In conversation with a contemporary Hindi poem of the same name by poet Anish Ahluwalia, the work levitates on the surface of language, identity and memory. Freed from the imperatives of producing experience as evidence Cynthia uses poetry as atmosphere. At once an accidental encounter and a long-deferred meeting, she invites you to a world where nothing is to be found out, but much is to be discovered. Another name for the moon, Cynthia is sometimes spotted outside the window as stories of a city slowly tumble in.
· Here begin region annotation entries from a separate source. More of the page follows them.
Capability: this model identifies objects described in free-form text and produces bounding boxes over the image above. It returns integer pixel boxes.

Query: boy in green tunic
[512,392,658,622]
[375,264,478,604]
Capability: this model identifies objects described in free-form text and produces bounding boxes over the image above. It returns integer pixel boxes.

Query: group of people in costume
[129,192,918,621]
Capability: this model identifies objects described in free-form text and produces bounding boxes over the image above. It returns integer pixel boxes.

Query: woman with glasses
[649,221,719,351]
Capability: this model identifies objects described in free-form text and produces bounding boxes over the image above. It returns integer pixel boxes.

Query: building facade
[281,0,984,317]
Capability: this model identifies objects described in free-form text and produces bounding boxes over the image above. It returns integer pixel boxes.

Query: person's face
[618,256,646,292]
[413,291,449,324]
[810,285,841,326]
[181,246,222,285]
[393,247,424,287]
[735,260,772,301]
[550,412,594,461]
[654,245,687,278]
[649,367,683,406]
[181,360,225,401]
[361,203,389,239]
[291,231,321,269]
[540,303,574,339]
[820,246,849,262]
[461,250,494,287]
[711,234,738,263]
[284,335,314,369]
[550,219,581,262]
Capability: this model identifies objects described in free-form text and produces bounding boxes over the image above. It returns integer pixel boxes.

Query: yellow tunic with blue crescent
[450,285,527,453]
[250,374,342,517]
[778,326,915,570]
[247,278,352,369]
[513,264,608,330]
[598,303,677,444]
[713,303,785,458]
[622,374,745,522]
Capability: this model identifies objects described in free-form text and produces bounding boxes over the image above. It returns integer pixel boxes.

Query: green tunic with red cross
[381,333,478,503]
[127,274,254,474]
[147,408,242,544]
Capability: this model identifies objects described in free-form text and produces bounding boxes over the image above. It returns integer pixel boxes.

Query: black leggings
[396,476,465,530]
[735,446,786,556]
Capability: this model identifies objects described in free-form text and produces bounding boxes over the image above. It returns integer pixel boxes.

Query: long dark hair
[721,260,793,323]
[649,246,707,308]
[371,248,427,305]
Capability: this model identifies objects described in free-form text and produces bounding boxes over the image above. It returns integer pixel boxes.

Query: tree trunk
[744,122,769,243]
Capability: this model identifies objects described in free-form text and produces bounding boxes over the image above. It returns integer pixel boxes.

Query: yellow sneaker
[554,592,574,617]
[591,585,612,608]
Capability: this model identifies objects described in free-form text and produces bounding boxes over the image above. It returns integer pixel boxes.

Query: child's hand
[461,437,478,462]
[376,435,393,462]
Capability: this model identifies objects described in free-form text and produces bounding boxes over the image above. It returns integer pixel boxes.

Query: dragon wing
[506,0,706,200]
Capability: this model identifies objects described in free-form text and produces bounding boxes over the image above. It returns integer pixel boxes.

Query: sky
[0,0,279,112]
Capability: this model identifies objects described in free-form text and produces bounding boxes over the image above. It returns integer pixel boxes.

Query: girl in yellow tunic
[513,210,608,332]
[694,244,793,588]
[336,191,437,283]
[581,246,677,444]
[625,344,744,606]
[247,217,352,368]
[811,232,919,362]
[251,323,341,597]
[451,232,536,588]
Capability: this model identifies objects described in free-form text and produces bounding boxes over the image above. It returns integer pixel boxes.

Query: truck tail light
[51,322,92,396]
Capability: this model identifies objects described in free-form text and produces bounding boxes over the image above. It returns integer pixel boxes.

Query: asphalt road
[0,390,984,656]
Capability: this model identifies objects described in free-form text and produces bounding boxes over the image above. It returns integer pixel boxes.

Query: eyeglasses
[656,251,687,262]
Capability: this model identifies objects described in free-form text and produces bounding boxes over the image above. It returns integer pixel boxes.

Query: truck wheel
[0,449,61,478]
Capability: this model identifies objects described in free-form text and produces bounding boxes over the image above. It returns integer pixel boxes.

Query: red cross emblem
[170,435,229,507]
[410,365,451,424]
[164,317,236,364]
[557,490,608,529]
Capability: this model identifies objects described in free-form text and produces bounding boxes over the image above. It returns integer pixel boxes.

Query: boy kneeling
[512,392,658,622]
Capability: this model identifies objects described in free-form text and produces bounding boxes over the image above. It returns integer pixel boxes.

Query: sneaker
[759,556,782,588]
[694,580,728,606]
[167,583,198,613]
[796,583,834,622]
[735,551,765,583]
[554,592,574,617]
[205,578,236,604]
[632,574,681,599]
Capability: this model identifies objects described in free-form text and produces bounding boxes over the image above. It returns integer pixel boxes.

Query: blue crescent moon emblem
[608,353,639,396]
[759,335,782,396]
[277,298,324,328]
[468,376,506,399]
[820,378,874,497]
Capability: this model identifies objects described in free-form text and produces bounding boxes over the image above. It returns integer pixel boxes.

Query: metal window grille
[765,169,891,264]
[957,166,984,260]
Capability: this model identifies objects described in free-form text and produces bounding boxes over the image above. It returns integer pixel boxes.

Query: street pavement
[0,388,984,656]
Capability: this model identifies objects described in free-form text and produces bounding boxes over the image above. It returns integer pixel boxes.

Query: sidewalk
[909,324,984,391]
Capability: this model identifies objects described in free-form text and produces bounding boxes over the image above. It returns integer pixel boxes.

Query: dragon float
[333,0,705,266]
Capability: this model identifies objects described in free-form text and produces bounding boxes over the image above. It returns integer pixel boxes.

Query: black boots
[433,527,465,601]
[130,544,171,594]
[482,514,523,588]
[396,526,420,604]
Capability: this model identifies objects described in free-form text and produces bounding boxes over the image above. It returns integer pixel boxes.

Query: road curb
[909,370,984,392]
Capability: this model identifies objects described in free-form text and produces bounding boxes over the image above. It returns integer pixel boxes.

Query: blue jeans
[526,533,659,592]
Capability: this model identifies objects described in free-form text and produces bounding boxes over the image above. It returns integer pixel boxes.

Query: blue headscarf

Pallavi Paul’s practice is about speculating on the stake of poetry in the contemporary. She works primarily with video and the installation form to test the contours of fantasy, resistance, politics and history. The idea is to think about the relationships between truth-making and world-making. Paul is also pursuing a PhD at Jawaharlal Nehru University. Her work has been shown at the AV festival in Newcastle, Contour Biennial, Tate Modern (project space), The Garage Rotterdam, Cinema Zuid, Close Up Cinema, Open Source Festival, Edinburgh Art Festival, Dr. Bhau Daji Lad Museum, Whitechapel Gallery, KHOJ International Artists’ Association. Her films have screened at Experimenta, TENT, Beirut Art Centre, Mumbai Film Festival, 100 years of Experimentation in Film and Video (organized by Films Division).
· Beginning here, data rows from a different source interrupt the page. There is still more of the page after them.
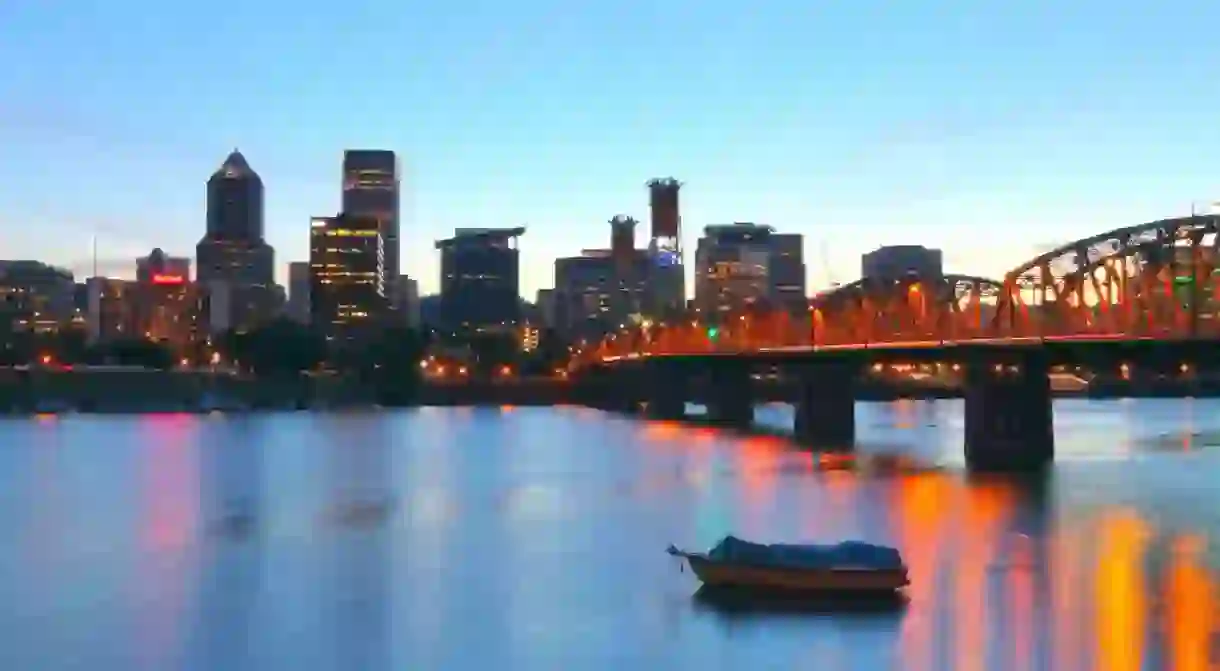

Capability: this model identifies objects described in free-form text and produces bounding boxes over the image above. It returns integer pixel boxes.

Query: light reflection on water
[0,400,1220,671]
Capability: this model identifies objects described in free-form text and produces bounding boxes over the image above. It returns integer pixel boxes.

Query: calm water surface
[0,400,1220,671]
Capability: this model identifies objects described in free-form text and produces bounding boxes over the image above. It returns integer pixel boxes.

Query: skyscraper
[437,227,526,333]
[195,149,281,331]
[288,261,310,323]
[343,149,401,304]
[648,177,686,315]
[309,214,388,344]
[195,149,275,285]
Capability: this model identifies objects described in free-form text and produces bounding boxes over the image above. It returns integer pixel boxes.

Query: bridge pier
[704,359,754,428]
[964,351,1055,471]
[793,359,859,449]
[641,359,687,420]
[582,365,641,414]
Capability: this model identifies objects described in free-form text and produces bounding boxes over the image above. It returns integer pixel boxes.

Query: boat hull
[687,556,910,594]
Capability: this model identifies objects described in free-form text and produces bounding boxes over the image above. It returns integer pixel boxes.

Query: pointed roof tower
[212,148,259,179]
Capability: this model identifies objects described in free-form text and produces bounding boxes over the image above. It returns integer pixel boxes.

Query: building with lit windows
[860,245,944,282]
[340,149,401,307]
[195,149,283,331]
[84,277,140,345]
[0,261,76,333]
[309,214,389,342]
[128,249,203,356]
[437,227,526,334]
[285,261,310,323]
[548,249,655,339]
[694,223,775,318]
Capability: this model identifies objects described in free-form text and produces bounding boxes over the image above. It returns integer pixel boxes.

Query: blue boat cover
[708,536,903,570]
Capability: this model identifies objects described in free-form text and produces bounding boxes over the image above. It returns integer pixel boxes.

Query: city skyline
[0,1,1220,298]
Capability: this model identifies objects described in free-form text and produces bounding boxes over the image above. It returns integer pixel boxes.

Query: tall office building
[131,249,203,356]
[694,223,775,317]
[769,233,809,316]
[195,149,282,334]
[437,228,526,333]
[195,149,275,285]
[309,212,388,342]
[343,149,403,303]
[648,177,686,316]
[550,249,656,339]
[394,275,421,328]
[288,261,310,323]
[694,223,809,316]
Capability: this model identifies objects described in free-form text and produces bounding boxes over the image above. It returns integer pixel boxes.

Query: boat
[667,536,910,595]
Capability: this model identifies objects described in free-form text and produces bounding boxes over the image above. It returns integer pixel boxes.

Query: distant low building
[310,214,389,342]
[0,260,76,333]
[860,245,944,282]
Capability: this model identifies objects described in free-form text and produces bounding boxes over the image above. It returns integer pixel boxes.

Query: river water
[0,400,1220,671]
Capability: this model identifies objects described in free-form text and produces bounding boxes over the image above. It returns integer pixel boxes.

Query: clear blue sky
[0,0,1220,296]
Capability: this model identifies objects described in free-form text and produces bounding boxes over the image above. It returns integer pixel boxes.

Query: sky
[0,0,1220,298]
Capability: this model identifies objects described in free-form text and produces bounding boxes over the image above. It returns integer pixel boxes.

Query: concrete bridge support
[639,359,688,420]
[703,357,754,427]
[581,365,641,414]
[965,351,1055,472]
[793,359,860,449]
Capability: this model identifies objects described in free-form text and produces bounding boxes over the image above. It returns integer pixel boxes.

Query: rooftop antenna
[817,239,839,288]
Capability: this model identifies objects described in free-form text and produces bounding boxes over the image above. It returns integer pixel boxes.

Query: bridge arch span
[993,215,1220,336]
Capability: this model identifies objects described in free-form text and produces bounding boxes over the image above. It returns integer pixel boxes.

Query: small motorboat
[667,536,910,595]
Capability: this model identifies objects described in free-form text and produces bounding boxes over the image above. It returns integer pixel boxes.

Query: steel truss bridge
[573,215,1220,367]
Ranjani Mazumdar is Professor of Cinema Studies at the School of Arts & Aesthetics, Jawaharlal Nehru University. Her publications focus on urban cultures, popular cinema, gender and the cinematic city. She is the author of Bombay Cinema: An Archive of the City (2007) and co-editor with Neepa Majumdar of the forthcoming Wiley Blackwell Companion to Indian Cinema. She also works as a documentary filmmaker and her productions include Delhi Diary 2001 and The Power of the Image (co-directed). Her current research focuses on globalization and film culture, and the intersection of technology, travel, design and colour in 1960s Bombay cinema.